I finished my PT plan and kept going on my own for another couple of months while preparing for school and planning my wedding. Progress was slow—but it was happening. I learned something I had resisted for years:

Healing isn’t something you force. It’s something you grow—patiently, steadily, honestly—from the inside out.

As of Fall 2025, I am running again. More importantly—I’m enjoying running again. I joined a new running group that I absolutely love. I’m running over 6 miles again, and I’m researching spring races, which I am so excited about! And when I think about running now, I don’t think about being fast first—I think about being grateful.

My two years of foot pain turned out to be one of my greatest teachers. It humbled me. It softened me. It taught me to listen. And now, as a student physical therapist, I have already started applying those lessons to caring for patients. Pain changes people—but so does healing.

And if healing is possible for me, it’s possible for anyone.

Here’s the Thing—There Will Always Be Weeds

Think about tending a garden each spring. No matter how carefully you plant, there will always be things you can’t control. You can’t control the weather. You can’t control every insect or every weed. Some things grow beautifully. Others don’t make it. It can feel unfair—Why is my garden struggling when everyone else’s is blooming?

But here’s the truth:

You never really know what someone else is growing through.

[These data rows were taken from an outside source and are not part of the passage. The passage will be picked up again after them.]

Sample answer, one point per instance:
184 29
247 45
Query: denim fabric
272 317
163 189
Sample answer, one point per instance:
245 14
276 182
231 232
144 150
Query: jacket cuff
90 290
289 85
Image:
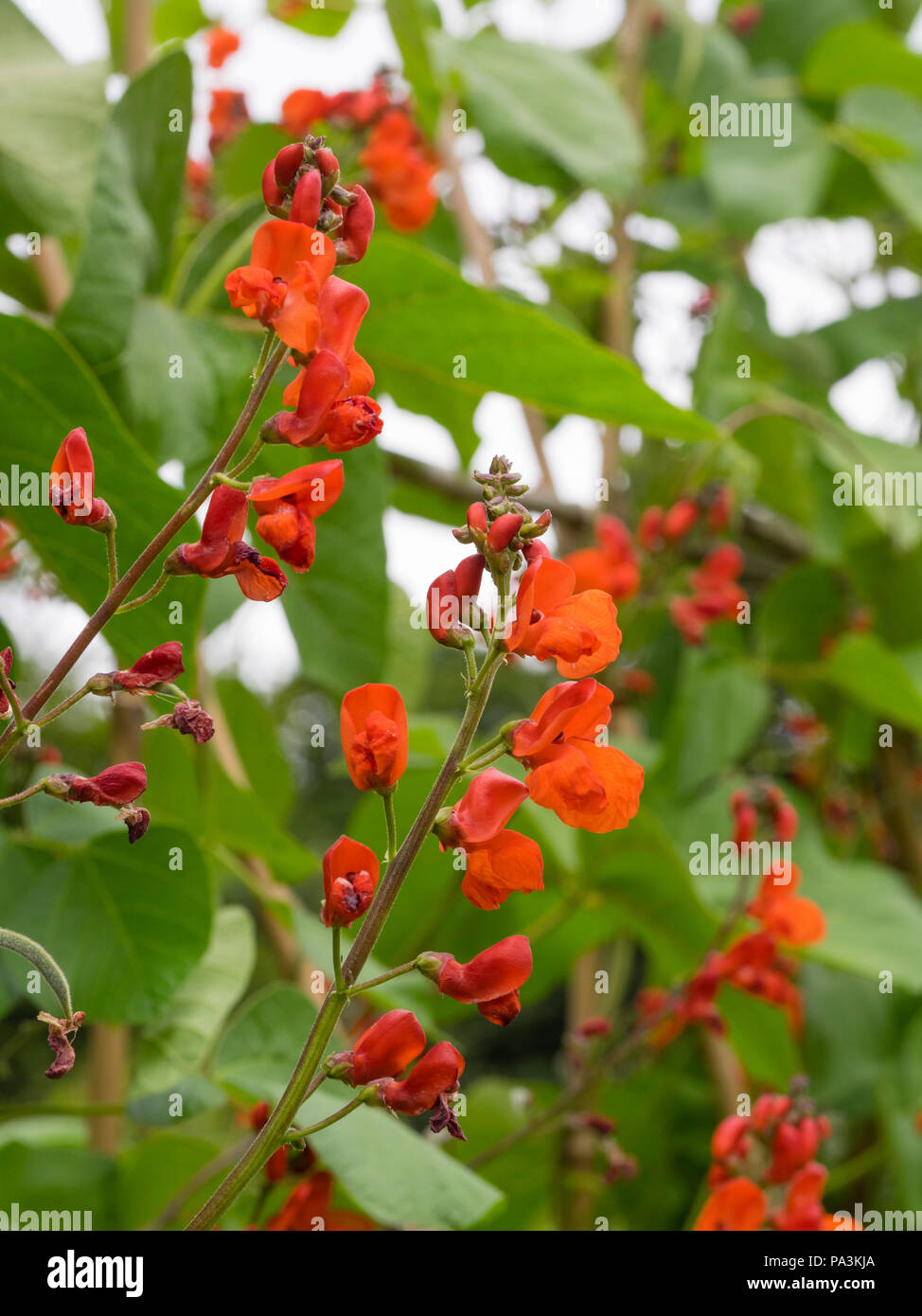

You don’t see the early mornings they showed up tired.
You don’t see the failures, the tears, the quiet self-doubt.
You don’t see the storms they survived in silence.

Everyone is fighting something. Everyone has weeds. But growth is still possible—right in the middle of them.

Your Thoughts and Your Words Matter

When you’ve spent a long time being your own harshest critic, kindness toward yourself doesn’t come naturally. It feels uncomfortable at first—even fake. I get that. But here’s what I finally had to realize:

Your body hears everything your mind says.
Your spirit feels the weight of your thoughts.
And your words—especially the ones you speak to yourself—can either heal or poison your path.

You deserve a voice inside you that encourages you rather than tears you down. A voice that says:

“I am worthy of rest.”
“I am allowed to grow at my own pace.”
“My story is not over.”

Your body—your mind—your soul—they deserve warmth. They deserve patience. They deserve grace. They deserve love. They deserve the same sunshine you so freely give to others.

It’s All About Your Journey

Remember how I said overwhelm feels like walking through Mirkwood—dark, endless, heavy?

Here’s the thing:

That dark forest isn’t the whole story.
Your story has more pages. More light. More hope still to come.

 

Beyond the dark and uncertain woods is place that waits for you — a sunlit meadow filled with wildflowers. Once a small garden, bloomed over rolling green valley of soft breezy grass, dotted with colorful vibrant paint strokes of all different kinds of flowers; swirling white clouds drift across an azure sky, silver sunlight pours warmth over everything, and joy radiates in every direction. A place where:

  • Your growth is noticed.

  • Your pace doesn’t matter.

  • Your heart is safe.

  • Your joy returns.

Your path won’t look like anyone else’s. You might take detours. You might fall and have to get back up—again and again. You might pull weeds for a season. You might have to replant parts of your life.

But it will be worth it—because you are worth it.

I’m still learning these lessons myself. I still have days of self-doubt, days I feel slow, days I feel behind. But I am no longer lost in the weeds. I am choosing to grow through them. One small step at a time. One brave breath at a time.

And I want you to know this—whether we’ve met or not:

You are worthy of goodness. You are worthy of healing.
You are worthy of love—always.

And no matter where you are on your journey, I hope you never forget—

You are, and always have been, Fueled by Sunshine.